Quotes From Around Yon Blogosphere

With two weeks to go, Sen. Barack Obama is knocking on the door of a major political upset in the Pennsylvania Democratic primary. Obama is not only building on his own constituencies, but is taking away voters in Sen. Hillary Clinton’s strongest areas - whites including white women, voters in the key swing Philadelphia suburbs and those who say the economy is the most important issue in the campaign.

-- CLAY F. RICHARDS

Barack Obama did not hunt or fish as a child. He lives in a big city. And as an Illinois state legislator and a U.S. senator, he consistently backed gun control legislation.

But he is nevertheless making a play for pro-gun voters in rural Pennsylvania.

By highlighting his background in constitutional law and downplaying his voting record, Obama is engaging in a quiet but targeted drive to win over an important constituency that on the surface might seem hostile to his views.

The need to craft a strategy aimed at pro-gun voters underscores the potency of the issue in Pennsylvania, which claims one of the nation’s highest per capita membership rates in the National Rifle Association.

It also could provide clues as to whether Obama, as one of the Senate’s more liberal members, can position himself as an acceptable choice to a conservative-minded demographic in later primary contests and in the general election.

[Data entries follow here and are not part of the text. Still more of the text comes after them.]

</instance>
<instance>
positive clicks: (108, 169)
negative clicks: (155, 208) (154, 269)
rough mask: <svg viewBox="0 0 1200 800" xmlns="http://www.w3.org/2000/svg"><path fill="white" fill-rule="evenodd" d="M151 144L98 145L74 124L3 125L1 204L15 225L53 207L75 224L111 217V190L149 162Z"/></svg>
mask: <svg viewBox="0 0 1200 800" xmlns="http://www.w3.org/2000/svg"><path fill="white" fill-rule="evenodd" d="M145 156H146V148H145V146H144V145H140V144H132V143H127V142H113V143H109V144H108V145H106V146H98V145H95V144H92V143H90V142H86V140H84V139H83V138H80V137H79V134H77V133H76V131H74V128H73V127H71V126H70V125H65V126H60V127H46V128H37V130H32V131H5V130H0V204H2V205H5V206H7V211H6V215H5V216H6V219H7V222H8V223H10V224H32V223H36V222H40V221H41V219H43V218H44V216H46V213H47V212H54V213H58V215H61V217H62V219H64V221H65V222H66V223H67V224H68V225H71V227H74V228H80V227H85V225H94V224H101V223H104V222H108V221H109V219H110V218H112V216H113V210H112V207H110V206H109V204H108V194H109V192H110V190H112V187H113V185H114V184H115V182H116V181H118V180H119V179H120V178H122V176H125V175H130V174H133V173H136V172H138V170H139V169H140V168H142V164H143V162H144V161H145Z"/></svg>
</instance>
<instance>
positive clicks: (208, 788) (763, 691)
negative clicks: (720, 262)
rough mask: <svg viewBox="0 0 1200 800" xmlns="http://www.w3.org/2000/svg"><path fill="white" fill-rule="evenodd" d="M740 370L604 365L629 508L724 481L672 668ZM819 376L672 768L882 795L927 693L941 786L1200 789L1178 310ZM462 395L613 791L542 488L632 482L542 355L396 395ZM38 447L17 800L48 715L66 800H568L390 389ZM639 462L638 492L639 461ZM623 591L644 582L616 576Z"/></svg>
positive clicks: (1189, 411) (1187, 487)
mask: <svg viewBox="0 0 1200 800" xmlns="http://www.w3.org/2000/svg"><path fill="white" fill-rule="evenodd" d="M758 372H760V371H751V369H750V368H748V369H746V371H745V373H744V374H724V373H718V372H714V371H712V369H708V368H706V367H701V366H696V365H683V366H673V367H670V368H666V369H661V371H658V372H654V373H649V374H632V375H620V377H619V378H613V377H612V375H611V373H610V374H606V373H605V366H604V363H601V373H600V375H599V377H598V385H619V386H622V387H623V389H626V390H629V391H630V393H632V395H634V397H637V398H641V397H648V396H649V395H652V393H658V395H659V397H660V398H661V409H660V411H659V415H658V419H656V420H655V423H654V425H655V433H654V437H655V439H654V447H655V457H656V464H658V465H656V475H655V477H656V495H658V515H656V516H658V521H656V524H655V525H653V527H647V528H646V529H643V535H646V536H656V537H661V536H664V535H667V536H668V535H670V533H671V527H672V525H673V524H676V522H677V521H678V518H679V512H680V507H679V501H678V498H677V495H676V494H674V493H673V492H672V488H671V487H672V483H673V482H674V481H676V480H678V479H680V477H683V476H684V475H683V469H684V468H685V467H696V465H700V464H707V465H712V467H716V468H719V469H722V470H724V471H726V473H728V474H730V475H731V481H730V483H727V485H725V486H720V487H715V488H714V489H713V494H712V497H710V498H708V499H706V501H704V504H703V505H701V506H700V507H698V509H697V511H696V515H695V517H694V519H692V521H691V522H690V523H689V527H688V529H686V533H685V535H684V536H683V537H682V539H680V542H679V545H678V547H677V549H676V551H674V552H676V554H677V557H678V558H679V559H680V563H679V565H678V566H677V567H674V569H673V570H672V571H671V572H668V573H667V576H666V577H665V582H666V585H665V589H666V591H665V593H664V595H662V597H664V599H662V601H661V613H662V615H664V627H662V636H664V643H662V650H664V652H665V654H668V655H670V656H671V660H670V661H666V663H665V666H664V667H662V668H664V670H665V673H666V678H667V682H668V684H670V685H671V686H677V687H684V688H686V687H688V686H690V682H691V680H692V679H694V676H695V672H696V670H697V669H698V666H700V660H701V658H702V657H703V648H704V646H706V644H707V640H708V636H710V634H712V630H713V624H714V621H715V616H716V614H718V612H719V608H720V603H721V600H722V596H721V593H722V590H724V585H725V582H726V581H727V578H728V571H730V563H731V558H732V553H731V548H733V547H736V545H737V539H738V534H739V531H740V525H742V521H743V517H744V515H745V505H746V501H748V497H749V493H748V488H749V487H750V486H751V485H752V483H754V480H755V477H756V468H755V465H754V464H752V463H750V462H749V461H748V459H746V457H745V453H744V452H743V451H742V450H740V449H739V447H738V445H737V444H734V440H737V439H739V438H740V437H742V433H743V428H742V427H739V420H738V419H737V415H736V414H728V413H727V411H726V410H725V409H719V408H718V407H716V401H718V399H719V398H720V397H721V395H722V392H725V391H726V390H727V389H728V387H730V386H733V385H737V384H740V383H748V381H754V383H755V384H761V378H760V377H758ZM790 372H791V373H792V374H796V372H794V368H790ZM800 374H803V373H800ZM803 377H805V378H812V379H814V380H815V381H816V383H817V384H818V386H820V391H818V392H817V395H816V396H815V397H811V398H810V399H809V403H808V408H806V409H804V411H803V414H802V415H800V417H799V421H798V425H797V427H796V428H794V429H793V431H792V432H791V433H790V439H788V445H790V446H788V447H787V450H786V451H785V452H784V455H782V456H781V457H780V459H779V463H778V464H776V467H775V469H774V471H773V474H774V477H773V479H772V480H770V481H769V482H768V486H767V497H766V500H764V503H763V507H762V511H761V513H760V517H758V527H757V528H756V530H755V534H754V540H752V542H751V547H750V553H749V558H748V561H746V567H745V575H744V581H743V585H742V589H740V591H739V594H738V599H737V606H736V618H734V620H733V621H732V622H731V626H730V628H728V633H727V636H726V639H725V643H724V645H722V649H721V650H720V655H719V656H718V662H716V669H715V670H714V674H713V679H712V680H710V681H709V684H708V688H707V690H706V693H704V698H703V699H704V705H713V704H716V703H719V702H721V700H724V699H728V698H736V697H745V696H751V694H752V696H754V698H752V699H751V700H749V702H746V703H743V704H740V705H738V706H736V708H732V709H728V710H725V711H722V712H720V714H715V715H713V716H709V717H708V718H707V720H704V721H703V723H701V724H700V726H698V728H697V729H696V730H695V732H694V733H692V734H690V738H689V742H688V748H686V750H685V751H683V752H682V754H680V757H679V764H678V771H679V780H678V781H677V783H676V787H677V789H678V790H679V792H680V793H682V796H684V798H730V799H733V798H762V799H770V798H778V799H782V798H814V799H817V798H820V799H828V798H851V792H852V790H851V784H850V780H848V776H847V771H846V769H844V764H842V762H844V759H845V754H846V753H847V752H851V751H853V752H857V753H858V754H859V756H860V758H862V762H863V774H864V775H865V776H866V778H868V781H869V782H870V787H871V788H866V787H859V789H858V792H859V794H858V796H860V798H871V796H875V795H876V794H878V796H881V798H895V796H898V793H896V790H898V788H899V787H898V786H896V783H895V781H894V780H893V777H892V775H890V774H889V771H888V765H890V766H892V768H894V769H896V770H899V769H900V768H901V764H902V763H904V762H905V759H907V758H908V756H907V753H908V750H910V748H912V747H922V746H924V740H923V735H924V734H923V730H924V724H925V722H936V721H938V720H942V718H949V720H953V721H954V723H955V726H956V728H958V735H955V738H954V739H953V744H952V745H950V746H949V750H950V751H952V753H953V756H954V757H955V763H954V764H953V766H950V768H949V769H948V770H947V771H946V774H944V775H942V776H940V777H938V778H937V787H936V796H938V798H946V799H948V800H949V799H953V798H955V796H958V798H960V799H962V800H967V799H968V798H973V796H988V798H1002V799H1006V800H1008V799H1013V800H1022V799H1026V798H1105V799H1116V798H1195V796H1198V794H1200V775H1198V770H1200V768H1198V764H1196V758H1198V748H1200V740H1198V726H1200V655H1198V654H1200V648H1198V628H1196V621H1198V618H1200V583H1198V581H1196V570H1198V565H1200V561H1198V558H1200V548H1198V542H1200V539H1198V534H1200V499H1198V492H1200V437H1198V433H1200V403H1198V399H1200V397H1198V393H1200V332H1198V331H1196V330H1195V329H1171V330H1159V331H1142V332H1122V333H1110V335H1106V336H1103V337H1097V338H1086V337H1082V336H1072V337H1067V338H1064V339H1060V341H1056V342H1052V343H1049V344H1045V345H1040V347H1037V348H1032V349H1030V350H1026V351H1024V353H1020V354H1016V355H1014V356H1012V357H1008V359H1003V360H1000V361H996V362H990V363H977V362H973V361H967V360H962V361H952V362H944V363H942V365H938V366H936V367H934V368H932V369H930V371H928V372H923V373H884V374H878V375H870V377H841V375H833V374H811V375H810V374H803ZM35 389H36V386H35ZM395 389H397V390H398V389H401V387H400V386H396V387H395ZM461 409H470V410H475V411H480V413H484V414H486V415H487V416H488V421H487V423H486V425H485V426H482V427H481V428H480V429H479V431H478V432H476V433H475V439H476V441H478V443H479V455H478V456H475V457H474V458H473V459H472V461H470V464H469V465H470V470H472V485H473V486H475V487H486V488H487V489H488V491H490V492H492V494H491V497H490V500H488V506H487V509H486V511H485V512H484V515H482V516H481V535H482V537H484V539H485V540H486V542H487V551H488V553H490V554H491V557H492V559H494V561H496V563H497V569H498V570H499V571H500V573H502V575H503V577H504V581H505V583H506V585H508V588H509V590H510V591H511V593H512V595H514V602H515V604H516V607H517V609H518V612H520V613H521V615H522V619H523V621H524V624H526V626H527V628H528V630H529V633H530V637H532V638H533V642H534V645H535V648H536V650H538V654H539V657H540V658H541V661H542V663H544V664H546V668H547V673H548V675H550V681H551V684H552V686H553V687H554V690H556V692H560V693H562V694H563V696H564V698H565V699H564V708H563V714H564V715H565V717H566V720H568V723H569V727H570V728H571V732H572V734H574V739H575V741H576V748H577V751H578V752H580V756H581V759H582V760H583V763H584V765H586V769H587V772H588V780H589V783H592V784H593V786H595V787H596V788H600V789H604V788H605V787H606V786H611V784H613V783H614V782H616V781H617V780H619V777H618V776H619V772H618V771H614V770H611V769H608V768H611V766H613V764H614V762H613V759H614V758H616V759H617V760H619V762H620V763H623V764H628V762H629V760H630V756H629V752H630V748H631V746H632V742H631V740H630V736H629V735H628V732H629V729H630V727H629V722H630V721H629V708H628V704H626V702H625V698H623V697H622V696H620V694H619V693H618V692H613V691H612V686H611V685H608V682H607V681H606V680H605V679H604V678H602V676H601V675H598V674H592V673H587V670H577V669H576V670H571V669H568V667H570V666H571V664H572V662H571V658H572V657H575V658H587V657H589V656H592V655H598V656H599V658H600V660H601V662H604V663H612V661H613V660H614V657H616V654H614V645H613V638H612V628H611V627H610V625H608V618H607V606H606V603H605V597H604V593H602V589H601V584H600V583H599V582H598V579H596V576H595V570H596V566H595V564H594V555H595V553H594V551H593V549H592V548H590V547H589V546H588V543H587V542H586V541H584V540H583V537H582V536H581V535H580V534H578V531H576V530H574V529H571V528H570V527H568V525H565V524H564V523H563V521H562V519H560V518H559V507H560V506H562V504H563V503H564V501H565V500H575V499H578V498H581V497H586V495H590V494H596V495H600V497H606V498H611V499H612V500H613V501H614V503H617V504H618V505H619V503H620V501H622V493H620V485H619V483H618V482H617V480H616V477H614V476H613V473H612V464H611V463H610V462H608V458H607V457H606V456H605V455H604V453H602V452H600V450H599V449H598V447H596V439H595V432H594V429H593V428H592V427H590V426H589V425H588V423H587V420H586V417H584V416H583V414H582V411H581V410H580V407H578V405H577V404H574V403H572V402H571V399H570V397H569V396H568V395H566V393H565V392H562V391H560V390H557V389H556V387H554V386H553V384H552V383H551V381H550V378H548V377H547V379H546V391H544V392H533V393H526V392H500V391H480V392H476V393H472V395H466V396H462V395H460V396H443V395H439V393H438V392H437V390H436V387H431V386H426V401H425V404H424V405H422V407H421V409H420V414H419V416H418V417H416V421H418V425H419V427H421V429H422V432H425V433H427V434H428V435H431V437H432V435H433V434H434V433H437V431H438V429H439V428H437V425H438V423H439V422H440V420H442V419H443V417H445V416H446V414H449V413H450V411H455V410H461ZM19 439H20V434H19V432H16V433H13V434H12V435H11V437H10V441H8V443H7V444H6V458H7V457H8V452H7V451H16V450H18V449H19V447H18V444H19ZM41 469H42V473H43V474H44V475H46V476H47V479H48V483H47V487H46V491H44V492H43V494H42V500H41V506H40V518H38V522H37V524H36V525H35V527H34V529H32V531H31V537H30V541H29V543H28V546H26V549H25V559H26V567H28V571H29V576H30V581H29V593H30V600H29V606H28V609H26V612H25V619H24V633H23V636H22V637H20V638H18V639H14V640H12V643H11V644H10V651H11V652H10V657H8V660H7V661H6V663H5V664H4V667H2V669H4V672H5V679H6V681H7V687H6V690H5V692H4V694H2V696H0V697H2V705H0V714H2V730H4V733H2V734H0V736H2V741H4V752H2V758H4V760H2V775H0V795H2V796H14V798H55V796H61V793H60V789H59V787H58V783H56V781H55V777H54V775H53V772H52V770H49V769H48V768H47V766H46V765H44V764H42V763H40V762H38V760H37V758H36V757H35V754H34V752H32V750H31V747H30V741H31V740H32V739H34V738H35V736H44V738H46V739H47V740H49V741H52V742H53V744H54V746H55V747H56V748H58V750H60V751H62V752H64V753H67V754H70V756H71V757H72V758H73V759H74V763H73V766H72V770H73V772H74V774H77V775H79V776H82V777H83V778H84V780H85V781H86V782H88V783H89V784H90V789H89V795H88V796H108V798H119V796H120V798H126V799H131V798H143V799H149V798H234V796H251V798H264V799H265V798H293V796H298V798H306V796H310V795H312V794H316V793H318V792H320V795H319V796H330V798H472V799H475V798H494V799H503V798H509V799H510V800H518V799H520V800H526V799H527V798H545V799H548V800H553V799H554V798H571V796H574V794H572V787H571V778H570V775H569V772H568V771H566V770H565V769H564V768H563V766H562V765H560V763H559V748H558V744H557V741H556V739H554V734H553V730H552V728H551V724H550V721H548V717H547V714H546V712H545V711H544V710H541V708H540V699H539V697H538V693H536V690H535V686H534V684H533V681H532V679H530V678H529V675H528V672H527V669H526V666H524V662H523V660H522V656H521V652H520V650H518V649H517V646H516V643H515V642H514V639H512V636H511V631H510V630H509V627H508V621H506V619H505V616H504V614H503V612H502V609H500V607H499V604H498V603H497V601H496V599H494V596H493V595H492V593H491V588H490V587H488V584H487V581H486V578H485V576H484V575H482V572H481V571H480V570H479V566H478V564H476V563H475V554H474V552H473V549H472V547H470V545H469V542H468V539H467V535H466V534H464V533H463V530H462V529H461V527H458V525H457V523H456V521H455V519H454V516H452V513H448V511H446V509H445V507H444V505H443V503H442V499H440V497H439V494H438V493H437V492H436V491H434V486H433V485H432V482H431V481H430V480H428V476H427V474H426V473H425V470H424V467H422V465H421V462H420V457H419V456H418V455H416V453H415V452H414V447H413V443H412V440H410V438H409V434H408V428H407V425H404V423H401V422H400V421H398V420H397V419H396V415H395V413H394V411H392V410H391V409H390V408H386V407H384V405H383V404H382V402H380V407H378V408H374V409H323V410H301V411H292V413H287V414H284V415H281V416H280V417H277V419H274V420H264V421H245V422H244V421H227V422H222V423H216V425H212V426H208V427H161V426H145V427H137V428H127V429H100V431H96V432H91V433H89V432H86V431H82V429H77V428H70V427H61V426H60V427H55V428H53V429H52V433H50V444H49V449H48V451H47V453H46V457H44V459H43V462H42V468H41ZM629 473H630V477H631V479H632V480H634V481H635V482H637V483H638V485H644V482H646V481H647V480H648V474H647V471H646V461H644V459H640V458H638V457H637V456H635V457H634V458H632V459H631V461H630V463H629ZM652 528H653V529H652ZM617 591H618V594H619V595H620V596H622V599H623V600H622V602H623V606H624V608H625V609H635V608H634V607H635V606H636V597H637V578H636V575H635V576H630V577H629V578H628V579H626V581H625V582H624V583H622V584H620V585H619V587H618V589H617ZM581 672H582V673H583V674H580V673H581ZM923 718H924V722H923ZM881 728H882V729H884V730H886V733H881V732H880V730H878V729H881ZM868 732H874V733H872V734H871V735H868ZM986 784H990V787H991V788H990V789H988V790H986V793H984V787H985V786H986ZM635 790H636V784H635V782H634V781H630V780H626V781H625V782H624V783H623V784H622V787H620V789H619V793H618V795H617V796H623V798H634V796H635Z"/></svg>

According to CNN, Obama leads Clinton 1629 to 1486 delegates, has won more states, and leads in the popular vote, and is well on his way to closing out the primary election. As such, Patty Solis Doyle, Clinton’s former campaign bigwig who was ousted for, well, incompetence, is offering up the new fusion ticket with Obama and Clinton. Small problem- Doyle wants the candidate trailing in delegates and states won and popular vote to head the ticket.

-- JOHN COLE

If anyone thinks McCain raising $15 million in March is good news — and crucially, just $4M of it from online and direct mail — then they’re probably part of the problem rather than part of the solution.

What stands out from the announcement is the sense that they’ve thrown in the towel when it comes to fundraising for John McCain 2008. . . . They’re also taking public money in the general, foreclosing any chance of the grassroots funding the campaign if Obama breaks his public funding promise. . . . [McCain is] relying on the same weakened high-dollar model that fell short for every Republican candidate in the primary, and barely bothering with the untapped potential of the Internet.

Mark Penn isn't the only Hillary Rodham Clinton supporter on the wrong side of the Colombia trade agreement.

The Democratic-leaning advocacy firm the Glover Park Group, former home to Clinton campaign spokesman Howard Wolfson, signed a $40,000 per month contract with the government of Colombia in April of 2007 to promote the very agreement that Clinton now rails against on the presidential campaign trail.

That means Glover Park Group was arguing the same position on the free trade agreement as has Penn, the contentious Clinton strategist and Burson-Marsteller chief executive who lost his campaign job over the weekend after The Wall Street Journal revealed that he'd met with Colombian officials to plot strategy on the pact.

-- EAMON JAVERS

John McCain gave another big speech on Iraq today. Right around the time the GOP candidate was insisting that we’ve "turn[ed] things around," MSNBC had to break away to report on mortars being fired into the Green Zone, which came just a day after five Americans troops were killed in Iraq.

-- STEVEN BENEN

Calling your wife a "trollop" and a "cunt" in front of reporters doesn't seem very presidential to me, but then, I wasn't alive in the 1930s, and so may not fully understand these things.